An at least semi-autonomously driving vehicle continually senses the situation which it in to adjust the planning of driving maneuvers in regard to near-term changes in this situation. For example, changes in the situation the vehicle needs to respond to can be due to the vehicle moving to a different location with different conditions. However, movements of other objects, such as other road users, can change the situation significantly and require a reaction. DE 10 2018 210 280 A1 discloses a method by which the trajectories of foreign objects can be forecasted so that the trajectory of the ego vehicle can be adjusted accordingly.
Some methods for planning driving maneuvers create a representation of the situation which the vehicle is in and map that representation to a probability distribution using a trained machine learning model that specifies probabilities for the essentially available driving maneuvers. Based on this probability distribution, a driving maneuver is selected as the driving maneuver to be carried out, and the actuating means of the vehicle are controlled accordingly.
In the context of the invention, a method has been developed for selecting a driving maneuver to be carried out by an at least semi-autonomously driving vehicle. The method begins with using measurement data from at least one sensor carried by the vehicle to create a representation of the situation the vehicle is in. This representation of the situation is mapped to a probability distribution by a trained machine learning model. The representation can in particular be, e.g., a summary representation of the situation created in any form and manner.
The measurement data can in particular include, e.g., image data, video data, radar data, LIDAR data, and/or ultrasonic data.
A machine learning model is in particular understood to mean a model which embodies a parameterized function that includes adjustable parameters and has generalization performance. These parameters can be adjusted during the training of a machine learning model, in particular such that, when entering learning representations into the model, the previously known target outputs associated with the learning inputs are reproduced as well as possible. The machine learning model can in particular include an artificial neural network (ANN), and/or it can be an ANN.
The probability distribution specifies a probability for every driving maneuver from a predefined catalog of available driving maneuvers with which said driving maneuver is carried out. Based on the probability distribution, a driving maneuver is selected as the driving maneuver to be carried out.
In addition to using at least one aspect of the situation the vehicle is in, a subset of driving maneuvers which are disallowed in this situation is determined. These disallowed driving maneuvers are prevented from being carried out.
Training the machine learning model is oriented toward separating the more appropriate driving maneuvers for the given situation from the less appropriate driving maneuvers. Disallowed driving maneuvers are therefore evaluated to a large extent by the machine learning model as being less appropriate. Selecting the driving maneuver ultimately carried out from the probability distribution, in comparison to a direct mapping of the representation to exactly one driving maneuver by the machine learning model, leads to a more realistic and, in particular, less surprising driving behavior for other road users. However, it cannot be avoided that disallowed driving maneuvers in the probability distribution will also be assigned a non-zero probability. This means that the disallowed driving maneuver is actually selected and executed at a certain level of probability. This probability can be greater than the acceptable residual risk specified for autonomous driving operation.

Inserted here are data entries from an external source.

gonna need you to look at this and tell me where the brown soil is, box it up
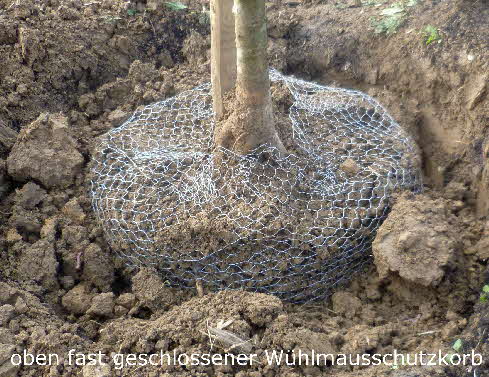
[0,0,488,376]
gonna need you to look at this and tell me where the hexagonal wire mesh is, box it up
[90,69,422,303]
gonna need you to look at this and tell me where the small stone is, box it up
[113,305,128,317]
[15,182,46,209]
[115,293,136,309]
[62,198,86,224]
[5,229,22,244]
[475,236,489,261]
[332,292,362,319]
[87,293,114,318]
[128,307,138,317]
[446,310,460,322]
[452,200,464,210]
[441,321,459,339]
[0,284,13,305]
[14,297,27,314]
[8,320,19,334]
[16,84,27,95]
[146,0,159,11]
[62,284,94,315]
[0,305,15,326]
[157,49,173,68]
[18,240,59,290]
[107,108,128,127]
[0,329,13,344]
[40,217,58,241]
[339,158,360,175]
[82,243,115,292]
[62,225,88,246]
[155,339,169,351]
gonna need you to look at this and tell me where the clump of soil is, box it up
[7,113,84,189]
[373,192,460,287]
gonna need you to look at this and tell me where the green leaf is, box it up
[380,4,404,15]
[482,285,489,293]
[127,9,137,16]
[373,14,404,35]
[423,25,441,45]
[164,1,188,11]
[480,294,488,303]
[452,339,463,352]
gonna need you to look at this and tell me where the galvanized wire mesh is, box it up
[90,69,422,303]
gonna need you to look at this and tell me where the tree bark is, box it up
[213,0,286,155]
[210,0,236,119]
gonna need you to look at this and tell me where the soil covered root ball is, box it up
[90,69,422,303]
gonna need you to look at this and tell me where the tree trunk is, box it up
[213,0,286,155]
[210,0,236,119]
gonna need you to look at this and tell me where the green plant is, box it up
[479,284,489,302]
[452,338,463,352]
[127,8,137,16]
[371,13,404,34]
[371,0,420,35]
[164,1,188,11]
[423,25,441,45]
[380,2,405,15]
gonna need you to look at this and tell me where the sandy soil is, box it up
[0,0,488,376]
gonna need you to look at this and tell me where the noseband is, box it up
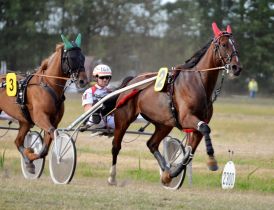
[61,46,85,78]
[213,33,239,67]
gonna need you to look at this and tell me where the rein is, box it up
[135,65,227,80]
[171,66,226,72]
[30,73,71,81]
[0,73,71,81]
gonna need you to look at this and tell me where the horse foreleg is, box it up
[181,113,218,171]
[32,113,56,158]
[196,121,218,171]
[38,132,52,158]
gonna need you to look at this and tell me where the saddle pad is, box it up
[115,89,140,108]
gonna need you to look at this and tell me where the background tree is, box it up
[0,0,273,94]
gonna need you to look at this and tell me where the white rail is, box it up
[66,76,157,131]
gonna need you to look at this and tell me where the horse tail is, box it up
[101,76,134,116]
[114,76,134,90]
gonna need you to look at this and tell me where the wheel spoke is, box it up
[49,132,76,184]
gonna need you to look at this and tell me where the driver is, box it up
[81,64,115,130]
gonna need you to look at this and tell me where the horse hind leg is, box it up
[108,110,138,185]
[108,127,128,186]
[14,123,36,173]
[146,124,173,185]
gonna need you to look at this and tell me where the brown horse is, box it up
[108,22,242,186]
[0,34,87,173]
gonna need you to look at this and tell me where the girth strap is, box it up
[40,82,59,107]
[167,73,182,129]
[40,82,66,111]
[17,75,34,125]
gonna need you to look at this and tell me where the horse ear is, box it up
[226,25,232,33]
[61,34,73,50]
[212,22,221,38]
[75,33,81,48]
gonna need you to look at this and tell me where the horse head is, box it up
[61,34,87,88]
[212,22,242,76]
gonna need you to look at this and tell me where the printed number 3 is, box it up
[9,78,14,91]
[6,73,17,96]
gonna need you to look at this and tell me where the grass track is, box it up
[0,94,274,209]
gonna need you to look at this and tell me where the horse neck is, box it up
[194,44,220,99]
[40,51,67,96]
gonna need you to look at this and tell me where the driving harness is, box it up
[166,71,182,129]
[16,75,65,126]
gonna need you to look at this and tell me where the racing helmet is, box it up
[93,64,112,77]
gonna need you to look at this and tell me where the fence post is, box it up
[1,61,7,75]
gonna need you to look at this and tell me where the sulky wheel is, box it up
[21,131,45,179]
[49,131,76,184]
[160,137,187,190]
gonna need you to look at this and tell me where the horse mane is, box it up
[177,39,213,70]
[37,43,64,73]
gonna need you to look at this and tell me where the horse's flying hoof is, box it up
[107,177,117,186]
[207,156,219,171]
[161,170,172,185]
[25,162,35,174]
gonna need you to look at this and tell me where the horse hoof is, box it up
[207,156,219,171]
[23,147,34,156]
[107,177,117,186]
[161,170,172,185]
[26,162,35,174]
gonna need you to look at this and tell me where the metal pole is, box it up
[187,161,192,187]
[0,126,19,130]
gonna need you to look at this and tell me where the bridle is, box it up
[213,32,239,70]
[61,46,85,81]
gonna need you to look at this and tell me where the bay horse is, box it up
[0,34,87,173]
[108,22,242,186]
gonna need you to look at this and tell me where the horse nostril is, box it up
[232,65,242,76]
[232,65,237,71]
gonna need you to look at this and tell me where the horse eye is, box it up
[222,43,227,48]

Further, boundary conditions that render a specific driving maneuver to be disallowed in a particular situation can be comparatively complex and/or such that it is inappropriate to include them in the training of the machine learning model. The strength of the machine learning model lies in the power to generalize, based on a limited number of training situations, to an indefinite plurality of situations. However, if for example, fixed conditions for autonomous travel operations dictate that certain driving maneuvers are only to be carried out within certain speed ranges or that an overtaking maneuver can only be initiated at a prescribed minimum distance from oncoming traffic, the aforementioned generalization performance is not the ideal tool. Instead, it is more advantageous to automatically enforce such boundary conditions via the machine learning model.

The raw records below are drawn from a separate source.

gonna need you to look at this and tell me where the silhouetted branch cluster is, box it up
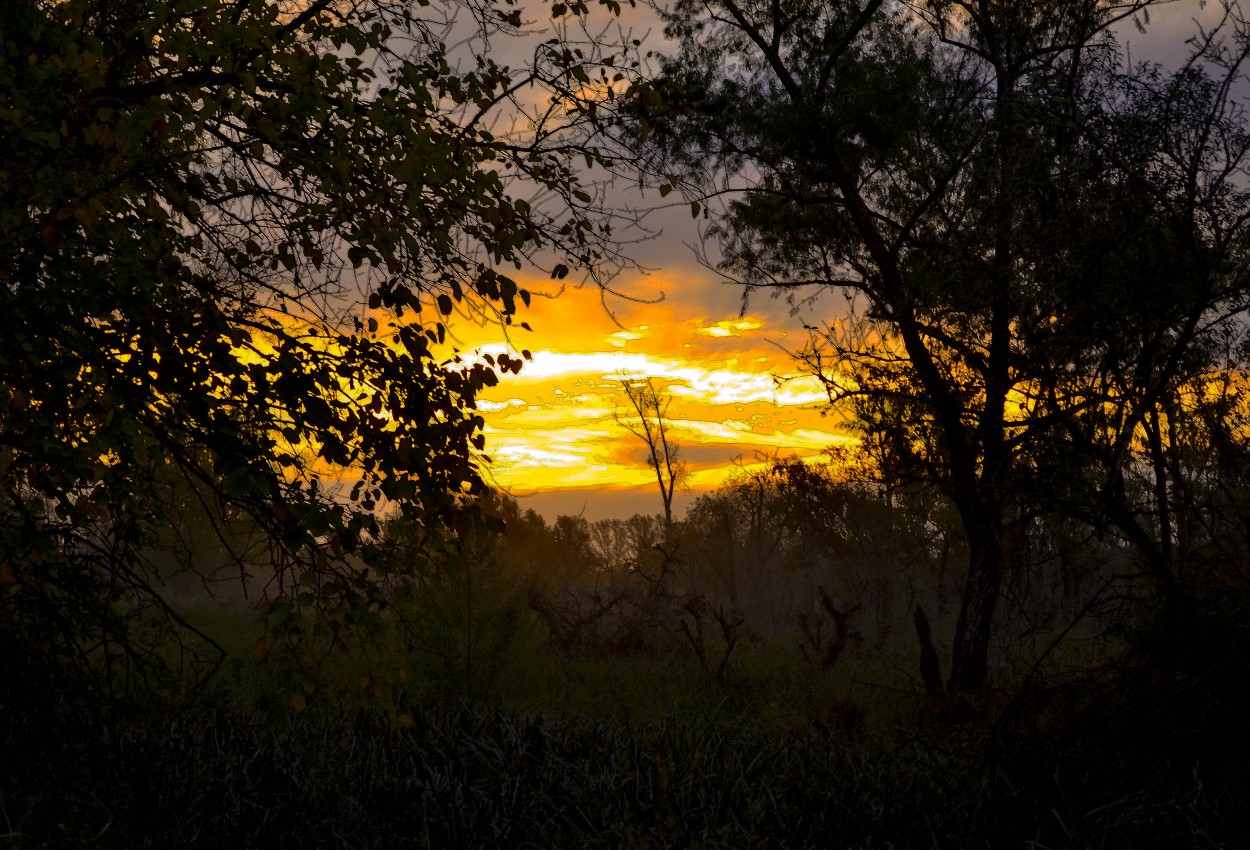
[679,597,744,685]
[798,586,862,673]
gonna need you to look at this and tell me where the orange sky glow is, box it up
[443,265,857,519]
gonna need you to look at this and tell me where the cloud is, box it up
[694,317,764,338]
[396,197,857,504]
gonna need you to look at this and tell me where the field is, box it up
[4,536,1248,849]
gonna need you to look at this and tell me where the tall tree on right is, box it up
[633,0,1250,694]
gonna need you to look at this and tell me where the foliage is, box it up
[629,0,1250,691]
[0,0,636,698]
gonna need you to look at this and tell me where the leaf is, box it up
[0,0,632,705]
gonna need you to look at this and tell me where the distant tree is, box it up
[632,0,1250,692]
[0,0,634,700]
[683,463,790,613]
[616,377,688,541]
[680,457,947,639]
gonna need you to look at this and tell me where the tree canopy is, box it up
[0,0,633,693]
[633,0,1250,692]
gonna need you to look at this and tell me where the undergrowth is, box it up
[4,576,1249,848]
[3,682,1244,849]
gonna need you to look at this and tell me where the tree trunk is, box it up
[914,605,943,697]
[947,517,1003,695]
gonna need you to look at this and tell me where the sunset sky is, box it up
[449,253,856,520]
[444,1,1216,522]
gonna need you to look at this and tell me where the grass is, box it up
[5,684,1241,849]
[172,584,930,732]
[4,573,1249,848]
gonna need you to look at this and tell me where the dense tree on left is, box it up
[0,0,631,701]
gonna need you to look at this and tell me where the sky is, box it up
[446,0,1232,522]
[448,259,857,521]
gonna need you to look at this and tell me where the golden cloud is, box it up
[384,267,855,499]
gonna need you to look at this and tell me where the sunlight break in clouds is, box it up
[442,275,855,505]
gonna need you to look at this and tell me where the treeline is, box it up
[374,438,1248,704]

The prevention of disallowed driving maneuvers can in particular be carried out entirely independently of the machine learning model. In other words, the machine learning model can initially be trained apart from the allowability of individual driving maneuvers, which are only implemented after the fact. As a result, even subsequent changes to the requirements with respect to allowability will no longer affect the training of the machine learning model. Such changes can then be implemented in a variety of ways without needing to repeat all or part of the training. Training adjustment typically requires the completion of test drives, which include representations of certain new situations. These representations must then be manually labelled with the driving maneuvers desired in the respective situations.
This effort is not necessary in order to adjust, e.g., the speed range within which a driving maneuver is allowed. New regulations, e.g., permitting use of the paved shoulder as a traffic lane on particularly highly traveled highway sections can also be implemented in a simplified manner by declaring the lane change to the paved shoulder (which would normally be rejected as disallowed) as allowable if correspondingly released.

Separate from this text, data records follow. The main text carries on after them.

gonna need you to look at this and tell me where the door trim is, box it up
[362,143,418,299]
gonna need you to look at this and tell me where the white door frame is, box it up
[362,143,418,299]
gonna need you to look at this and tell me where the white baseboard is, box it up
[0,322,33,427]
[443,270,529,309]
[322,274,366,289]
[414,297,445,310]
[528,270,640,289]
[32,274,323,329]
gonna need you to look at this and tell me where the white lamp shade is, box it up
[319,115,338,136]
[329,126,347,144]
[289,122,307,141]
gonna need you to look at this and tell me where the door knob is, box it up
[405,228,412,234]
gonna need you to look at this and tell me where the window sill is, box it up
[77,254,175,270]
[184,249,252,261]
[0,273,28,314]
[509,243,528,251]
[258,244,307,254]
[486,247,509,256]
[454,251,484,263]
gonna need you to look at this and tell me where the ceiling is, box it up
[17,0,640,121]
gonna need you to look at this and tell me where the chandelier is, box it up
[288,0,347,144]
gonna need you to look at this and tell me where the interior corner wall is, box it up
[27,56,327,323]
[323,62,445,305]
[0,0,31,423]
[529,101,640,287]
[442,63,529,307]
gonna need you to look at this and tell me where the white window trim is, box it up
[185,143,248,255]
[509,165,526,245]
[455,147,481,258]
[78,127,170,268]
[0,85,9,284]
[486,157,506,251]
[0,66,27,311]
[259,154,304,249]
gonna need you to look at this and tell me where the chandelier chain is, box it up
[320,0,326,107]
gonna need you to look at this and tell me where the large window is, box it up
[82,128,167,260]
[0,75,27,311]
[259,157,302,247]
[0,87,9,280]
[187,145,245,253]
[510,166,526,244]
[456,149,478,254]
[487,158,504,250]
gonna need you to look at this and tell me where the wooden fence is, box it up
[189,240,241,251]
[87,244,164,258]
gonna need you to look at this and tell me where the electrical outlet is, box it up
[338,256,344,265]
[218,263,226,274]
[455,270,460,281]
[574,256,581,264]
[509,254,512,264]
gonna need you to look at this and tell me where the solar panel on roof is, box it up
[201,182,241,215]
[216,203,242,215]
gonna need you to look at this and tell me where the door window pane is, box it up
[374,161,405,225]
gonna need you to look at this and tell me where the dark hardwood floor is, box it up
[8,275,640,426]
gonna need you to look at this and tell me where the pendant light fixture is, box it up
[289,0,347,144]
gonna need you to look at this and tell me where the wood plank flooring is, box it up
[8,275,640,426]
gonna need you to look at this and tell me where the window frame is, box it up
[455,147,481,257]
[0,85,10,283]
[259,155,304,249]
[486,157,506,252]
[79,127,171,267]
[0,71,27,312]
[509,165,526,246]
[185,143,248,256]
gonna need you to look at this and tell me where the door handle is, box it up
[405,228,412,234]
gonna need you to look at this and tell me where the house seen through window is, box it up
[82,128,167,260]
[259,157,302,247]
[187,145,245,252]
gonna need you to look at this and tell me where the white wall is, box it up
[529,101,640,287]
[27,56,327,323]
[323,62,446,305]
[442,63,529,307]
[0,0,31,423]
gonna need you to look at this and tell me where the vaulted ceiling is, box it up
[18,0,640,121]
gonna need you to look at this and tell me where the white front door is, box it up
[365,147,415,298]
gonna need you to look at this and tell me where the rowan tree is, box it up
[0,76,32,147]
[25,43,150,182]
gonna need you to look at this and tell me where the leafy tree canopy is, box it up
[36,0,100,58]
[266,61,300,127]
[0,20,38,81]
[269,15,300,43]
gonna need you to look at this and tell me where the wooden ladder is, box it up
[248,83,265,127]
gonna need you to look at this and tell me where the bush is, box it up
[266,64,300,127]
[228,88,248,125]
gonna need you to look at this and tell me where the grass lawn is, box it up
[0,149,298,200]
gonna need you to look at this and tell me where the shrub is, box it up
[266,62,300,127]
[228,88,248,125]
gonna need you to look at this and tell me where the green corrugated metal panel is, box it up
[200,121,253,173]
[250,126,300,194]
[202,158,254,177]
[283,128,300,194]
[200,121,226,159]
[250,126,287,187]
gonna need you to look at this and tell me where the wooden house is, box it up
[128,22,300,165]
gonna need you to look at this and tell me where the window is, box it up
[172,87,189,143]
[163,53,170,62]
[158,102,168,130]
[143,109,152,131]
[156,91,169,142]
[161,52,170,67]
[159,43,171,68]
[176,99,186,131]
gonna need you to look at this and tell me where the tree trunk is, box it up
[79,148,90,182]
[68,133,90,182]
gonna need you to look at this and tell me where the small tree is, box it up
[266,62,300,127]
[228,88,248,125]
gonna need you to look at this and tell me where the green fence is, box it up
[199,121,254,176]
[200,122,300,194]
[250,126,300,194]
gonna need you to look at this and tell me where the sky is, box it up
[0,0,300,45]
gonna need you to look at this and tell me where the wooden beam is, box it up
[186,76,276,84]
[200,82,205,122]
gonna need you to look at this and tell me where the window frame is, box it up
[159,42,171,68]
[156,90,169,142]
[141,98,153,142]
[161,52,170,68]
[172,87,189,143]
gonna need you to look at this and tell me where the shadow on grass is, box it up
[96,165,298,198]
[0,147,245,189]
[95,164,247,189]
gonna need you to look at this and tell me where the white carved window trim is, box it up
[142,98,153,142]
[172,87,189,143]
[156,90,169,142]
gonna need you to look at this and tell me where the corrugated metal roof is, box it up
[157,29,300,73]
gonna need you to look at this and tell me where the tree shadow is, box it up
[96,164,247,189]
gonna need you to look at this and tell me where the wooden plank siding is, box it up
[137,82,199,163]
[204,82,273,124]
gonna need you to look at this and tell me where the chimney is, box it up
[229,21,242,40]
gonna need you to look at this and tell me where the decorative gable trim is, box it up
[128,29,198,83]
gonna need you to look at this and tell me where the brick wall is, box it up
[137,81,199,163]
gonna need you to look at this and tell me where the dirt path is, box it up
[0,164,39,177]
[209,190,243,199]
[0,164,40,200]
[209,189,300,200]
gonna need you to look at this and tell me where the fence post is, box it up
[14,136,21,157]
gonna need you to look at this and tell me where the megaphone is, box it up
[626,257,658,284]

In a particularly advantageous embodiment, at least one disallowed driving maneuver is prevented from being carried out by setting the probability of this driving maneuver being carried out to zero in the probability distribution. A modified probability distribution is generated thereby. In this way, it is ensured that only an allowable driving maneuver can be selected when selecting from the probability distribution and that the selection does not remain entirely without a useful result. No separate “error handling” is then necessary in the event that a disallowed driving maneuver is selected.
For example, the probability distribution can in particular, after being set to zero, be normalized so that the remaining non-zero probabilities for driving maneuvers add up to 1. A modified probability distribution is also generated in this case. A driving maneuver that is dismissed as disallowed then loses its previous probability of being selected and distributes it pro rata among the driving maneuvers that are remaining as allowed. This is quite similar to a situation in which the failure of one of several applicants applying for an apartment or a job causes the previous chances to the remaining applicants to be redistributed by way of a no-go criterium: The failure of the one applicant does not change the fact that the apartment or job will certainly be filled (Probability 1).
Alternatively, or also in combination with a subsequent change in the probability distribution, the performance of at least one disallowed driving maneuver can be prevented by selecting a new driving maneuver from the probability distribution in response to this driving maneuver having been selected from the probability distribution. Because the probability distribution allocates higher probabilities to the allowable driving maneuvers, it is expected, but not guaranteed, that an allowable driving maneuver will be selected upon reselection. If necessary, reselection must be repeated until an allowable driving maneuver is obtained as a result.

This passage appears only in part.